You can’t sue Stable Diffusion or the creators of it! That just seems silly.
But (I don’t know I’m not a lawyer) there might be an argument to sue an instance of Stable Diffusion and the creators of it.
I haven’t picked a side of this debate yet, but it has already become a fun debate to watch.
You can’t sue Canon for helping a user take better infringing copies of a painting, nor can you sue Apple or Nikon or Sony or Samsung… you can sue the user making an infringing image, not the tools they used to make the infringing image… the tools have no mens rea.
That's plainly untrue, as Stable Diffusion is not just the algorithm, but the trained model—trained on millions of copyrighted images.
SD might know how to violate copyright but is that enough to sue it? Or can you only sue violations it helps create?
That’s said, it does raise the question, “should this precedent be extended to humans?”
i.e. Can humans be taught something based on copyrighted materials in the training set/curriculum?
To address (b) first: Fair Use has long held that educational purposes are a valid reason for using copyrighted materials without express permission—for instance, showing a whole class a VHS or DVD, which would technically require a separate release otherwise.

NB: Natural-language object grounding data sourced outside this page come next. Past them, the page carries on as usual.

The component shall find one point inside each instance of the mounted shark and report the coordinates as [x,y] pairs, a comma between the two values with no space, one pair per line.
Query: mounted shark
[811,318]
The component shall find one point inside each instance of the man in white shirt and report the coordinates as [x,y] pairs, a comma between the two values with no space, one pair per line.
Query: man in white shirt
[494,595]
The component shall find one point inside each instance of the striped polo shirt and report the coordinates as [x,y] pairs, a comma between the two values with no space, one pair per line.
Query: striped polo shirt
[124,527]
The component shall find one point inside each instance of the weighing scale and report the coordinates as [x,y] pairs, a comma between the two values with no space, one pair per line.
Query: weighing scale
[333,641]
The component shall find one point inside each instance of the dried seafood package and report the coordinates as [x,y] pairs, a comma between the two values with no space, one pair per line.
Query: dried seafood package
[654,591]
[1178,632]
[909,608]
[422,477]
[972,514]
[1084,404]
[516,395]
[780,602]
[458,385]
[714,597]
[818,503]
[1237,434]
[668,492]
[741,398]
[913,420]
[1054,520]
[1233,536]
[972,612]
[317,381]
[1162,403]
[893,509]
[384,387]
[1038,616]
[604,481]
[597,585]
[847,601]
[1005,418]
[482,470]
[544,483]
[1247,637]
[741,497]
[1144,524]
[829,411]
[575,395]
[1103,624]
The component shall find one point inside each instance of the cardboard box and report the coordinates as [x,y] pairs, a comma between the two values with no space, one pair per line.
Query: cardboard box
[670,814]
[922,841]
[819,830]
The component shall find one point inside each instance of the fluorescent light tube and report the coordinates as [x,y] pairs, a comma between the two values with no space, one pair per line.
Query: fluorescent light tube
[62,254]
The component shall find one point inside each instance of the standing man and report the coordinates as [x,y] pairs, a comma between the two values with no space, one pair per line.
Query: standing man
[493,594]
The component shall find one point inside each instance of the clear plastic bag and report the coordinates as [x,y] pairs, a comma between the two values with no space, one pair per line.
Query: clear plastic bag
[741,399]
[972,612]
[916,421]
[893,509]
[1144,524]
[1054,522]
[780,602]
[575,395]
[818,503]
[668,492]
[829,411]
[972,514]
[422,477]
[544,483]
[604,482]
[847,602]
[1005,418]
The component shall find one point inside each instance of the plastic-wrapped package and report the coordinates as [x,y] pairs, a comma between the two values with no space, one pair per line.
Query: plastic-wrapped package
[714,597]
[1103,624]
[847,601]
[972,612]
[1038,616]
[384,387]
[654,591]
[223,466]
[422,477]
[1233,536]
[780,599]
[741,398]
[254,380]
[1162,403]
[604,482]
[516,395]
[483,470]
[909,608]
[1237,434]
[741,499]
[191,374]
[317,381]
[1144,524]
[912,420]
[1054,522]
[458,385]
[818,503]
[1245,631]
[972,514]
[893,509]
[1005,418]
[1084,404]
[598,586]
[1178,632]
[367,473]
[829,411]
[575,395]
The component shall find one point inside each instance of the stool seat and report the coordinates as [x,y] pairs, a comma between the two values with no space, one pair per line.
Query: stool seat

For (a): I don't know anything about your background in ML, so pardon if this is all obvious, but at least current neural nets and other ML programs are not "AI" in anything like the kind of sense where "teaching" is an apt word to describe the process of creating the model. Certainly the reasoning behind the Fair Use exception for educating humans does not apply—there is no mind there to better; no person to improve the life, understanding, or skills of.
It's like the compression that occurs when I say "Mona Lisa" and you read it, and can know many aspects of that painting.
So while it would be possible to create a "Public Diffusion" that took the Stable Diffusion refinements of the ML techniques and created a model built solely out of public-domain art, as it stands, "Stable Diffusion" includes by definition the model that is built from the copyrighted works in question.